Hillingdon Conservatives allowing too much private housing, Labour leader argues


By PASQUELINE AGOSTINHO


Leader of the Labour group at Hillingdon, Councillor Peter Curling, has criticised the Hillingdon Conservatives for having to much private housing in the borough.

In an interview, he said that Hillingdon Conservatives always had an “ideological position that’s been against social housing”. This comes after the housing proposals announced in the Council’s Budget Report two weeks ago.

The Conservatives announced a £177.8 million budget to increase housing as well as £70 million to improve existing housing stock and a £31.4 million investment in Hillingdon First Limited to deliver new private homes. Leader of the Council, councillor Ian Edwards commented that this is all the council can afford this year.
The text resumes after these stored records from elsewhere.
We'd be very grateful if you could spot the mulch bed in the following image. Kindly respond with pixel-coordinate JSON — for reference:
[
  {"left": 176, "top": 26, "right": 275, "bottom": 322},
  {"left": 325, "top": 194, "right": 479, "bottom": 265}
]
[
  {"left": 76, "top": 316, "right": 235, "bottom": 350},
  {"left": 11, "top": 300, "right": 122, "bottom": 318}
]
In an earlier interview, Cllr Edwards explained the reason private housing will also be built as part of the budget and said that he believed that “mixed communities are more sustainable” and “we don’t believe in having council areas and then private areas”.

However, Cllr Curling said that whilst he agrees on this, he believes that the Conservatives’ idea of mixed communities are “segregated” communities within an area using High Point Village as an example, where it is supposed to be a mixed community as they have several private housing units and several social housing units but said: “they’ve segregated the two, so they are not mixed at all”.

Adding to the mixed communities element, Cllr Edwards said: “If I build a flat and sell it privately, there is a profit element, and that profit element subsidises the build of council and social housing” arguing that it is a “subsidy from a property renter to a social renter”.

But Cllr Curling said that “a lot of these places have been bought and sold many times before they’re even built” and “by the time they are built they have risen in value so much”. Cllr Curling believes that there should be regulations on this system on buying for investing “rather than buying to have a home”.

419 housing units will be built with more than 10,000 existing housing units due for improvement. Cllr Edwards said that the council “aims to bring all homes up to a decent standard. A way of scoring our housing is to ensure that it reaches what is recognised as a decent home”.